Sometimes it’s not DNS #
I know. It’s hard to believe, but it can also be things like…a WAF doing content caching?
For context, I was recently helping to troubleshoot some odd behavior with a web server. The web developers had introduced quite a few new changes to help optimize a site and reduce loading times. These changes were properly tested on an identical staging site and only pushed to prod after thorough testing.
Unfortunately, moving the changes to the prod web server didn’t produce the expected results. The site was exhibiting some strange behavior. Additionally, the dev tools console was throwing unexplained errors and the speed optimizations didn’t seem to be working.
TL;DR #
Since the point of this post is about a curl trick I learned and not to bore you with details, I’ll get to the point. There was one difference between the staging and prod web servers – the web application firewall (WAF) in front of the origin web server. The WAF was also doing content caching and a simple flushing of the cache corrected all of the errors.

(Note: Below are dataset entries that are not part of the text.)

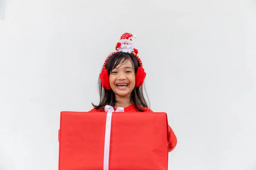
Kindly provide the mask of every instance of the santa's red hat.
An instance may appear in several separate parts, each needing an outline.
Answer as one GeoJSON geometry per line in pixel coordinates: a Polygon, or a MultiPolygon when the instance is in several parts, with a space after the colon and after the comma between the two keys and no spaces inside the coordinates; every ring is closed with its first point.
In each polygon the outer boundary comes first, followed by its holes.
{"type": "Polygon", "coordinates": [[[136,38],[136,35],[133,35],[127,32],[123,34],[120,38],[119,42],[121,43],[124,42],[128,42],[130,44],[133,44],[133,42],[131,40],[131,37],[136,38]]]}

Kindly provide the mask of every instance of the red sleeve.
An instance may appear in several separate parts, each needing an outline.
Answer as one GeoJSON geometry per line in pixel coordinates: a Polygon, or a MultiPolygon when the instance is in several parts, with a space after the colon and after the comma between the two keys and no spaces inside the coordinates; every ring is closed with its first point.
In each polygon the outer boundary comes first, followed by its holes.
{"type": "Polygon", "coordinates": [[[168,152],[170,152],[176,147],[177,144],[177,138],[171,127],[169,125],[168,126],[169,130],[169,139],[168,139],[168,152]]]}
{"type": "MultiPolygon", "coordinates": [[[[146,108],[145,110],[145,112],[153,112],[149,108],[146,108]]],[[[168,140],[168,152],[170,152],[172,151],[176,146],[177,144],[177,138],[176,135],[174,133],[173,130],[172,129],[171,127],[168,125],[169,127],[169,135],[168,136],[169,139],[168,140]]]]}

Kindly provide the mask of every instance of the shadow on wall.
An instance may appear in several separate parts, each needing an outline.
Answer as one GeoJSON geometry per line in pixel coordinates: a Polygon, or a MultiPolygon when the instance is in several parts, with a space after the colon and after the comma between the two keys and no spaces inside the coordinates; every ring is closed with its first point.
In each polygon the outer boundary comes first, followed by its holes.
{"type": "MultiPolygon", "coordinates": [[[[0,146],[1,144],[0,143],[0,146]]],[[[11,161],[12,159],[6,153],[7,150],[2,147],[0,147],[0,170],[15,170],[15,164],[11,161]]]]}

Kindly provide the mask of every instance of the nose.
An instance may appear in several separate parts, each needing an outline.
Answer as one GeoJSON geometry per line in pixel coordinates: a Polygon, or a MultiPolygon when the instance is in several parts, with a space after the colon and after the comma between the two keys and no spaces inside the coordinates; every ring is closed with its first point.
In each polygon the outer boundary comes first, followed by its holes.
{"type": "Polygon", "coordinates": [[[119,80],[124,80],[126,79],[126,77],[125,76],[125,75],[124,73],[120,72],[118,74],[118,79],[119,80]]]}

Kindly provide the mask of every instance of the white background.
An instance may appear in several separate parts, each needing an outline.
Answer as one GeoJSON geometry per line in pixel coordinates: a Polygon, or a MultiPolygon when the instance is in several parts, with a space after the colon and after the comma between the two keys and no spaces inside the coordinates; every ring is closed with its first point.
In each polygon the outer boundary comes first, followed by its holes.
{"type": "Polygon", "coordinates": [[[4,0],[0,0],[0,20],[4,19],[4,0]]]}
{"type": "Polygon", "coordinates": [[[98,103],[128,32],[151,109],[178,143],[169,170],[256,169],[254,0],[6,0],[0,20],[0,170],[57,170],[60,112],[98,103]]]}

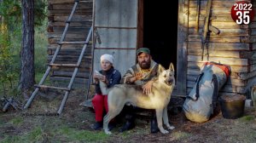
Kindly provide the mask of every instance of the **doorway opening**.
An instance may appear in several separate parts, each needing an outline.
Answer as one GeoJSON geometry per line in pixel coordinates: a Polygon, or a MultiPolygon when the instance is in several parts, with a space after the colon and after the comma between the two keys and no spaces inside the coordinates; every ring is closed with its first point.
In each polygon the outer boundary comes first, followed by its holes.
{"type": "Polygon", "coordinates": [[[172,3],[143,1],[143,47],[165,68],[172,62],[176,69],[178,1],[172,3]]]}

How does curl play into this?
When troubleshooting the issue, I was using curl to verify the site’s headers. Being aware of the WAF, I also wanted to check the origin server to validate that the headers were the same in both spots after the changes (spoiler alert, they weren’t).
My typical workflow would be to edit the hosts file to do the check against the origin server. But whether out of laziness, curiosity, or a mix of both, I had the random thought, “I wonder if I can do this with curl?”
The Curl “Trick” #
As it turns out, the --resolve
flag exists for this very reason.
If we have a typical curl command of…
curl -X HEAD -i https://example.com
we can instead use the resolve flag to tell curl to ignore DNS and use a different IP like this…
curl -X HEAD -i --resolve example.com:443:192.0.2.1 https://example.com
…where the resolve parameters are in the format of <host>:<port>:<ip>
.
Maybe calling this a trick is a bit of a stretch since it’s quite literally in the man page. Regardless, this is a new-to-me, handy tool that I’ll likely be using again soon.